COLLEGE WORLD SERIES Saturday’s games


Oregon State 6, Cal State Fullerton 5

OMAHA, NEB.

Unbeaten national wins leader Jake Thompson was scuffling, his teammates were struggling against Connor Seabold, and Oregon State was facing a four-run deficit that was its biggest in almost two months.

This Beavers team can never be counted out, though. They have, after all, lost only four times.

After reliever Jake Mulholland settled things down for the Beavers and Fullerton coach Rick Vanderhook made a pitching change he ended up regretting, Oregon State came back to beat the Titans 6-5 on Saturday in the College World Series opener.

“I think just with how this whole season’s gone for us, we know that we’re in just about any game,” the Beavers’ Jack Anderson said. “Doesn’t matter. We’re down one, down four, we’re just believing in ourselves regardless of the score.”

Adley Rutschman hit the tie-breaking single in the eighth inning after having flied out four times and stranded eight runners in his previous at-bats, Mulholland pitched 41/3 innings of no-hit relief and No. 1 seed Oregon State (55-4) extended its winning streak to 22 games.

Thompson, who came into the game with 14 wins, lasted 32/3 innings in his shortest outing of the season. Mulholland (7-1), who throws in the mid-80s compared with the low 90s for Thompson, retired 12 of 13 batters. The hard-throwing Drew Rasmussen pitched the ninth for his second save.

“Mully was really good,” Beavers coach Pat Casey said. “He just carved — goes in, out, soft, firm.
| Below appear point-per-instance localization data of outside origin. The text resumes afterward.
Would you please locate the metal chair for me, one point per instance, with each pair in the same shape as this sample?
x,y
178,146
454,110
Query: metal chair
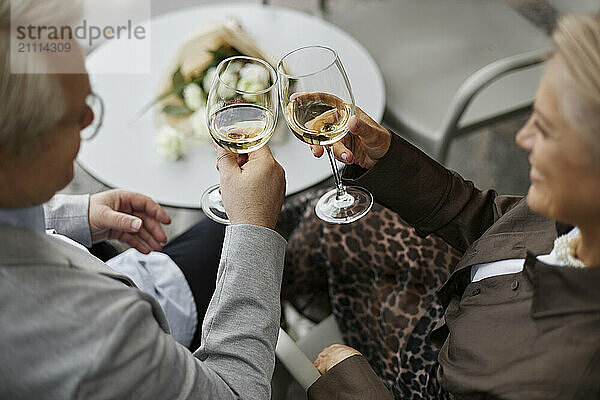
x,y
449,66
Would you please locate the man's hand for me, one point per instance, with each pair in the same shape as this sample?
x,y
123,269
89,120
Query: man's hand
x,y
252,186
333,355
129,217
365,143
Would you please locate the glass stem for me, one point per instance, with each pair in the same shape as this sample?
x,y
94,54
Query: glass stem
x,y
341,190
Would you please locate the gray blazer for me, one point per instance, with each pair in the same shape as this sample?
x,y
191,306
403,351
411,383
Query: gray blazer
x,y
72,328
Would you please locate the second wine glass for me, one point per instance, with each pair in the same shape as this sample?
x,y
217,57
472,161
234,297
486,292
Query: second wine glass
x,y
241,115
317,102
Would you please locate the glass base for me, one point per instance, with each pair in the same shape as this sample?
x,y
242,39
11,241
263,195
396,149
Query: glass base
x,y
354,205
212,205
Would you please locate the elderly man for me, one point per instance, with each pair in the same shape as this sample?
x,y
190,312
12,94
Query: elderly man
x,y
70,326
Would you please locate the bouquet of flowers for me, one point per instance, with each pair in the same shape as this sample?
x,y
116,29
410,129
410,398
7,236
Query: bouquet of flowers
x,y
181,112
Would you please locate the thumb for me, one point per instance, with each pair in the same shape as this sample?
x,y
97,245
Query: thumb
x,y
362,125
262,153
122,222
226,160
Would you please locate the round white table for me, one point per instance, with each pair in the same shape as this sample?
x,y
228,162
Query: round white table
x,y
124,154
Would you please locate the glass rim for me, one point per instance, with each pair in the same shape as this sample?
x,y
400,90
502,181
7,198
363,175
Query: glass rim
x,y
99,119
335,59
263,62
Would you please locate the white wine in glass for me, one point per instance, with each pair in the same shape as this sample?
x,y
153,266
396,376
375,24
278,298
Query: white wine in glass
x,y
241,116
319,118
317,102
241,128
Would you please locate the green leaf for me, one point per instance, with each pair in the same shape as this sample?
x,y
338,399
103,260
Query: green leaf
x,y
176,110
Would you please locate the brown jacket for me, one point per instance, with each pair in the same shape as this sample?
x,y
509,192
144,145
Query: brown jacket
x,y
531,335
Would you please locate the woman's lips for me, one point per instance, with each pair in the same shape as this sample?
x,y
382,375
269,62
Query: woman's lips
x,y
535,176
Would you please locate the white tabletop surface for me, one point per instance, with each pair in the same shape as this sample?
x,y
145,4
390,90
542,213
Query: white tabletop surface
x,y
124,155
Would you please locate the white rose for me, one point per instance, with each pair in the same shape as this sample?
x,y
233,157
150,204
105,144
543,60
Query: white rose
x,y
250,86
207,81
170,143
255,73
235,67
193,97
229,79
198,122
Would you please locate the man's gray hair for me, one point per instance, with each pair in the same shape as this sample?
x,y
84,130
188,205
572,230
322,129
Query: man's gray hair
x,y
31,103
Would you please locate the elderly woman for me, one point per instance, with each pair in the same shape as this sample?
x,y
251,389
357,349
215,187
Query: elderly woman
x,y
73,328
522,305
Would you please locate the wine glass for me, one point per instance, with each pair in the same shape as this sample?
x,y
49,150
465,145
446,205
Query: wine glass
x,y
317,103
241,115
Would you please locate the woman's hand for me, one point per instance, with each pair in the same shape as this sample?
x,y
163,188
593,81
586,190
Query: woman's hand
x,y
129,217
365,143
332,356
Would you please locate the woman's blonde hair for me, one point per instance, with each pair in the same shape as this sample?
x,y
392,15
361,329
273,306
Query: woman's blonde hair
x,y
577,44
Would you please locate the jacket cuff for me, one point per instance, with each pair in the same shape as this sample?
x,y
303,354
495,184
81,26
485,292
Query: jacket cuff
x,y
68,215
405,180
351,379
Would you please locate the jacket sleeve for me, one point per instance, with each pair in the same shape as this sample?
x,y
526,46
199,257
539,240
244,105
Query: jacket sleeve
x,y
351,379
236,360
428,196
68,215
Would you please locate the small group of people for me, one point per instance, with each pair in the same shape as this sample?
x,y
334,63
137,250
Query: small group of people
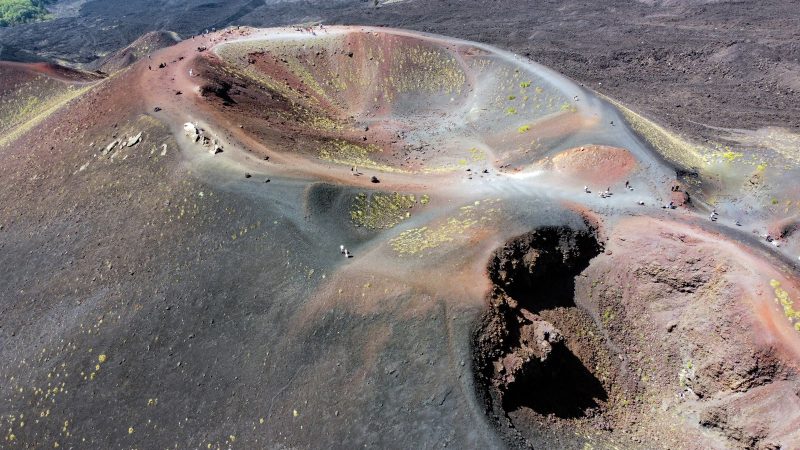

And then he’s a contrast to the velocity of Jake Thompson, and I imagine that Drew looked like he was throwing 200 when he got in the game after Mully’s stuff.”

The Beavers tied it with four runs in the sixth inning, and Rutschman put them ahead with his single up the middle off Blake Workman (6-3).

Timmy Richards’ three-run homer in the first and Chris Hudgins’ two-run single in the fourth gave the Titans (39-23) a 5-1 lead, the largest deficit the Beavers have faced since losing 7-1 to UCLA on April 22.

Seabold worked a strong five innings, but his pitch count ballooned to 97 and he was relieved by Colton Eastman to start the bottom of the sixth. Eastman, who was spectacular in a seven-inning start in the super regional-clinching win over Long Beach State last Sunday, couldn’t find the strike zone.

“They’re really good,” Vanderhook said of the Beavers, “and I’m stupid. I out-thought myself. Eastman was on a normal rest. We had a healthy lead. At that point, I figured let’s turn it over to the best guy. I let them get back in the game, and you don’t do that to good teams.

“When you have them down, you keep them down, and we didn’t do that. We gave them momentum, and they took advantage of it. That’s why they’ve only lost four games.”

LSU 5, Florida State 4

OMAHA, NEB.

Greg Deichmann drove in the go-ahead run during a wild eighth inning and LSU won its 17th straight game.

Jared Poche’ (11-3) worked 22/3 shutout innings in a rare relief appearance, and the Tigers (49-17) advanced to a Bracket 1 winners’ game against Oregon State on Monday night. The Seminoles (45-22) will play an elimination game against Cal State Fullerton in the afternoon.

LSU was down 4-3 against FSU starter Tyler Holton (10-3) when a bizarre sequence turned the game in the eighth. Cole Freeman reached on a base hit and Antoine Duplantis singled to right. Three errors on the play allowed Freeman to score, and Deichmann singled against reliever Alec Byrd for the lead.

Zack Hess ended the game with a strikeout of Dylan Busby, who had homered and driven in three runs.